Hi ladies, I'm 52 years young, been divorced and living alone for some 8 years.
Went through a very bad patch at time of divorce, what is known as a nervous breakdown and was out of work because of this for almost 3 years.
Slowly but surely getting my life back together but have a meagre income and a council flat that's not as spick and span as it could be.
To the point. Have been in contact with a young lady I noticed on supadates and we've been in regular contact via supadates for some 10 days. Can't believe I did it, but, booked 2 tickets for a local show, then asked if her pet dog would give her permission to accompany me.
I am relieved to say she and Amy (the pet) agreed.
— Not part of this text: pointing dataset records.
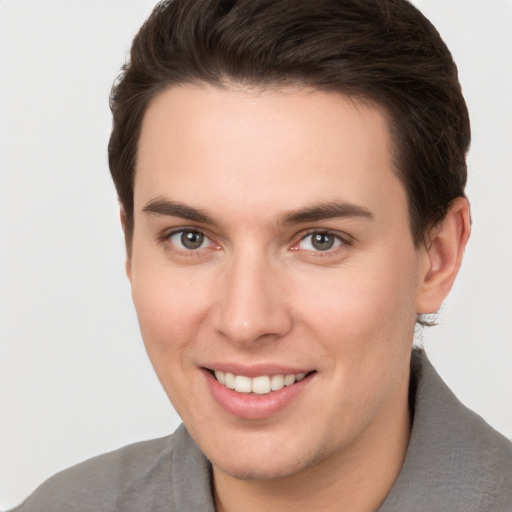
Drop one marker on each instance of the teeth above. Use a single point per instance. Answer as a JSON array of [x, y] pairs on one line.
[[260, 385]]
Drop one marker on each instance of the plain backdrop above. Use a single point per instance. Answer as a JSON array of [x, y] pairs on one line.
[[74, 378]]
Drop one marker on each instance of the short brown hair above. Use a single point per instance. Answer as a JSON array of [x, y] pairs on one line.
[[385, 51]]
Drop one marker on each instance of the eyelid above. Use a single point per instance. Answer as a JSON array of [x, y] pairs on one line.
[[344, 238], [165, 238]]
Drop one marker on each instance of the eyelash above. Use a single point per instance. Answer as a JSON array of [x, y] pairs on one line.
[[341, 242]]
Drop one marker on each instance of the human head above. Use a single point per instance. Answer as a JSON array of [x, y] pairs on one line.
[[382, 51]]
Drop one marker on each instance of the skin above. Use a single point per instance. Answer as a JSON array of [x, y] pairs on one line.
[[257, 292]]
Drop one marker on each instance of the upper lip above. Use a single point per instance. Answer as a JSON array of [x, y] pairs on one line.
[[256, 370]]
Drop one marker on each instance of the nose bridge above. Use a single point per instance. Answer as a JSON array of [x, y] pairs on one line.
[[251, 304]]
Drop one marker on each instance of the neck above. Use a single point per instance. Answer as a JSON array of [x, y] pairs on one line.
[[359, 477]]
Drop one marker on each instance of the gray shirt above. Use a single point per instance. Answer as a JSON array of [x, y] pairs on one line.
[[454, 462]]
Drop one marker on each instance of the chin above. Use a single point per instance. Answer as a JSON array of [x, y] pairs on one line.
[[272, 463]]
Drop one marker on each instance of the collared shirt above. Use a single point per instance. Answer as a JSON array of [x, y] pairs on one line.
[[454, 462]]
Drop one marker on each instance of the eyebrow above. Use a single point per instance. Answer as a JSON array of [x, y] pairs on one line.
[[324, 211], [173, 209], [321, 211]]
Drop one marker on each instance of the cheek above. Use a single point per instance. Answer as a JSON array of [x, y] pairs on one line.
[[359, 305], [170, 310]]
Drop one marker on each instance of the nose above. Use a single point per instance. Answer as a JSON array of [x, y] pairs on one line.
[[252, 304]]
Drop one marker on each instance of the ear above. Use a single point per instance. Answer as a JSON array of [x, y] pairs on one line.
[[128, 263], [443, 256]]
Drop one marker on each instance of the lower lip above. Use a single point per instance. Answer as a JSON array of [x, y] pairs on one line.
[[252, 406]]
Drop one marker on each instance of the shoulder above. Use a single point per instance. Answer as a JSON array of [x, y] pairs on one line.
[[455, 460], [136, 477]]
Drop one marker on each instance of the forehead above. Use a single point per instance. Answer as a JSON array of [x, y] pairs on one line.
[[266, 149]]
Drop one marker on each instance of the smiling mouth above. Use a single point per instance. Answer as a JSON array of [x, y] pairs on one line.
[[260, 385]]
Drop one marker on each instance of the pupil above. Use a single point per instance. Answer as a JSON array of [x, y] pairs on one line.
[[192, 239], [322, 241]]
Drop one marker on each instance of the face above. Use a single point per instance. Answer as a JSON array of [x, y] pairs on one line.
[[272, 253]]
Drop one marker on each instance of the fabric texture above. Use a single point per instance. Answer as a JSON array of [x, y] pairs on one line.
[[454, 462]]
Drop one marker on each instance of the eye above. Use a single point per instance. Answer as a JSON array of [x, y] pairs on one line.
[[189, 240], [320, 241]]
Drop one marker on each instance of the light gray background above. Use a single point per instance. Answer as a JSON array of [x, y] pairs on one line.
[[74, 378]]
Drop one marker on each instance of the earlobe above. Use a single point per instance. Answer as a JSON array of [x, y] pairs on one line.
[[444, 256]]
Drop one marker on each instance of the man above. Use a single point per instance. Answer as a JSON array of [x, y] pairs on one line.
[[291, 177]]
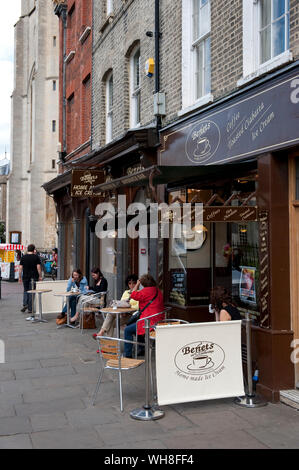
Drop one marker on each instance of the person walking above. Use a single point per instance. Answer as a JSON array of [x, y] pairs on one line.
[[30, 271]]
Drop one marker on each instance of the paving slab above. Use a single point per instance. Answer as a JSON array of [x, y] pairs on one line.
[[203, 440], [48, 422], [19, 441], [14, 425], [44, 372], [61, 405], [67, 438], [48, 380]]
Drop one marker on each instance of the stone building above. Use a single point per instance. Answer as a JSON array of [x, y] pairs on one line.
[[31, 214], [215, 122], [75, 72], [4, 170]]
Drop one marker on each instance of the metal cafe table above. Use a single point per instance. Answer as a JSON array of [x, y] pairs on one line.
[[39, 293], [117, 312], [67, 296]]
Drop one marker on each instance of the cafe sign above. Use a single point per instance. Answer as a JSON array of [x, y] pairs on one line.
[[198, 361], [254, 122], [83, 182]]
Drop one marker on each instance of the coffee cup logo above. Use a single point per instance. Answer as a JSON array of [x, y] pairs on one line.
[[203, 141], [199, 358], [203, 147]]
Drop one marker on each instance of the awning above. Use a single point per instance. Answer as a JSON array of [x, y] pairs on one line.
[[11, 247], [171, 174]]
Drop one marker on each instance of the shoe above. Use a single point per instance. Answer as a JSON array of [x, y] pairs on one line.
[[61, 321], [61, 316]]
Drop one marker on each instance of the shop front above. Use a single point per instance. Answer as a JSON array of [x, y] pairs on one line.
[[242, 155]]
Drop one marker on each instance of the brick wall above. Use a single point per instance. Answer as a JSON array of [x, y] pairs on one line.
[[114, 38], [226, 46], [78, 78], [113, 43]]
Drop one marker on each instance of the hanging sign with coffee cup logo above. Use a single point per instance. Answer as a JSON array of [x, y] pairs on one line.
[[198, 361]]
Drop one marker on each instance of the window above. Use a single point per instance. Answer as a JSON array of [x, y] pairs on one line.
[[201, 26], [109, 108], [135, 87], [266, 30], [274, 28], [196, 53]]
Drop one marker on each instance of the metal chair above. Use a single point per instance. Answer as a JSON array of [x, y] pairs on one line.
[[110, 350], [101, 296], [167, 321]]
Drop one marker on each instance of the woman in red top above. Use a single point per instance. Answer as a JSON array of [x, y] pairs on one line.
[[149, 293]]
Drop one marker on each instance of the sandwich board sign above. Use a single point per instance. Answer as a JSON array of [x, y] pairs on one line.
[[198, 361]]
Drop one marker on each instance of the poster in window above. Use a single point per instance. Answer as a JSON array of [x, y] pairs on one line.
[[248, 285]]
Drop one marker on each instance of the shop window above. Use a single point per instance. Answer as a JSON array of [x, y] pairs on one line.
[[215, 253]]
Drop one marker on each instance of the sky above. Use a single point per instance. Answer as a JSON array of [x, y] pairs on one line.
[[7, 21]]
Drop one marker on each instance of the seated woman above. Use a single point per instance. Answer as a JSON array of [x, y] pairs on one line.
[[76, 281], [150, 300], [223, 306], [100, 284], [109, 323]]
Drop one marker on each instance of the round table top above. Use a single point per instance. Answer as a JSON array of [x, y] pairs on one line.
[[39, 291], [118, 310], [67, 294]]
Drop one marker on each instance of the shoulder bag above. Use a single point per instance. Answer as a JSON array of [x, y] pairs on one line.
[[137, 314]]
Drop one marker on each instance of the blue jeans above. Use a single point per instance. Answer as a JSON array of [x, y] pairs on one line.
[[129, 333], [27, 298], [73, 305]]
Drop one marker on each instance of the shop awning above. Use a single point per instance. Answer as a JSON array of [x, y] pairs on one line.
[[170, 174], [11, 247]]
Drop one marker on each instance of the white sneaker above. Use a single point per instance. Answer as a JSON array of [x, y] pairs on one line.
[[30, 318]]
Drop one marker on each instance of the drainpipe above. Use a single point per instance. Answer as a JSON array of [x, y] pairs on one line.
[[61, 11], [157, 56]]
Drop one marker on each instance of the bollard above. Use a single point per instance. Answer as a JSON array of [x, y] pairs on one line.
[[251, 400], [147, 412]]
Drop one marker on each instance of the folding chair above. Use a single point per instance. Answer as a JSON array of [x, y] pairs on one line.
[[110, 351], [94, 309]]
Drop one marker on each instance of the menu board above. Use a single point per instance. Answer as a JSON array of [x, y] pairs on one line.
[[178, 287]]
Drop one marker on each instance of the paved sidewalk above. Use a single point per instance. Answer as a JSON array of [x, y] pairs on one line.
[[47, 382]]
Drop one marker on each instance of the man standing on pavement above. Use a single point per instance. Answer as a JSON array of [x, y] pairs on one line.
[[30, 270]]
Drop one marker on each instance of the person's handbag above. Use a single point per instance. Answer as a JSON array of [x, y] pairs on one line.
[[89, 321], [137, 314]]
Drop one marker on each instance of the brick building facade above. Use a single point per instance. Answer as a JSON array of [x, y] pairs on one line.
[[34, 132], [214, 57]]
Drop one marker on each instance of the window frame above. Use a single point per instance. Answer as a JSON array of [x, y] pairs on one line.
[[135, 92], [108, 109], [190, 100], [252, 68], [286, 16]]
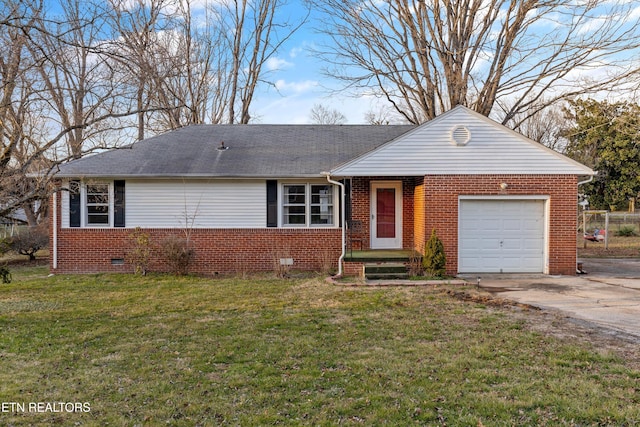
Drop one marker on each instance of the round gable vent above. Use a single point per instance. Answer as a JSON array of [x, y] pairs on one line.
[[460, 135]]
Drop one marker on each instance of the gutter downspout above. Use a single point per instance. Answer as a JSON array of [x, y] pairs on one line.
[[586, 180], [342, 219], [55, 230]]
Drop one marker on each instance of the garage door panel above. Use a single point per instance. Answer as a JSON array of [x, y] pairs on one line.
[[501, 236]]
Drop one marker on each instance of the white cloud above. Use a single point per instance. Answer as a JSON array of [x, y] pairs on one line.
[[275, 63], [296, 88]]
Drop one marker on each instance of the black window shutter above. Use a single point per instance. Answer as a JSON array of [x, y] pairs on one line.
[[272, 203], [118, 204], [347, 200], [74, 204]]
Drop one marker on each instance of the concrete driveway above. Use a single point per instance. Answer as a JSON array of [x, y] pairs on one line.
[[608, 296]]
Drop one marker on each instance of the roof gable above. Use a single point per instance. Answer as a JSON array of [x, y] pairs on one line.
[[461, 141]]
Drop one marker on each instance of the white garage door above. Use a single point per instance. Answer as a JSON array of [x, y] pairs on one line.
[[501, 236]]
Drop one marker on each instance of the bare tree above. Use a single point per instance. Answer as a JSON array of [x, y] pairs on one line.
[[256, 35], [498, 57], [323, 115], [546, 126]]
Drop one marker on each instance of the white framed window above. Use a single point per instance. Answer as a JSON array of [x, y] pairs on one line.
[[308, 205], [98, 204]]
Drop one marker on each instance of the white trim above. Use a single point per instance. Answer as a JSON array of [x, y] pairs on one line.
[[308, 184], [395, 243], [84, 218], [493, 149]]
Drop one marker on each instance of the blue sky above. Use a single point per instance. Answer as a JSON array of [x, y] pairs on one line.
[[300, 83]]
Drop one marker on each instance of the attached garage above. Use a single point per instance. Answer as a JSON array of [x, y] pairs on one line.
[[501, 235]]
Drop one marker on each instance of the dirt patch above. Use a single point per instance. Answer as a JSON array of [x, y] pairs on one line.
[[556, 324]]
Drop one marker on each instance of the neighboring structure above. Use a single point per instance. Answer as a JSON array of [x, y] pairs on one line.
[[252, 196]]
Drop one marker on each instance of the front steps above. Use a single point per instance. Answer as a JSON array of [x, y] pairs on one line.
[[379, 264]]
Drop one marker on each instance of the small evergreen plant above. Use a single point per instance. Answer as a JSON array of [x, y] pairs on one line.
[[434, 260], [139, 254]]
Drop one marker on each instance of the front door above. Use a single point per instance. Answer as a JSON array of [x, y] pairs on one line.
[[386, 215]]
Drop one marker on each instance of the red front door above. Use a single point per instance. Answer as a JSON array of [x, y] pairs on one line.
[[386, 215]]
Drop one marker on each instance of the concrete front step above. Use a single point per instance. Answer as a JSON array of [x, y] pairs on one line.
[[385, 270]]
Now I'm getting myself into a state about a 'date' in 8 days time. Haven't been on a 'date' for 20 years or more.
Any advice on what I should and should not do?
Good to hear you have got your life back on track and are prepared to put yourself back out their despite your past difficulties. Well done you!
Dating hasn't changed that much over the last 20 years, except that women are probably a bit more forward and are more likely to speak their mind and make the first move if they are interested.
Dating tips:
* Dress appropriately for the date. Wash and iron your clothes. Please no slogan t-shirts such as 'I heart beer' your date won't be very impressed. Theyre not cute, nor clever.
* Have a shower, clean your fingernails, get a haircut and have a shave. Most importantly clean your teeth. No woman likes smelly breath. If you are going out for dinner take some mints to freshen up after the meal.
* Be a gent. Open doors for her and compliment her on her hair and what she's wearing. Try not to leer or stare. Try not to swear and drink too much.
* Some women expect you to pay for everything, some are happy to split the cost. Whatever the situation make sure you have enough money to cover both situations. Dont quibble about the bill with your date. If she offers to buy you a drink accept gracefully.
* Dont talk about yourself all night and try to make eye contact when talking to her. Don't fidget and get stressed out if there are a few lapses or awkward silences in the conversation. This is only natural as you are still getting to know each other.
* At the end of the date offer to order her a taxi or drive her home. If she gets a cab insist she calls/texts you to let you know she got back safely - this show that you care.
* Dont presume that she will kiss you, if she is really interested and wants to, she will let you know. When ending the evening, dont shake her hand because that is too impersonal. A continental style kiss on either cheek is acceptable.
Above all smile and enjoy yourself. When a person smiles they exude confidence. Confident people are sexy, fun people.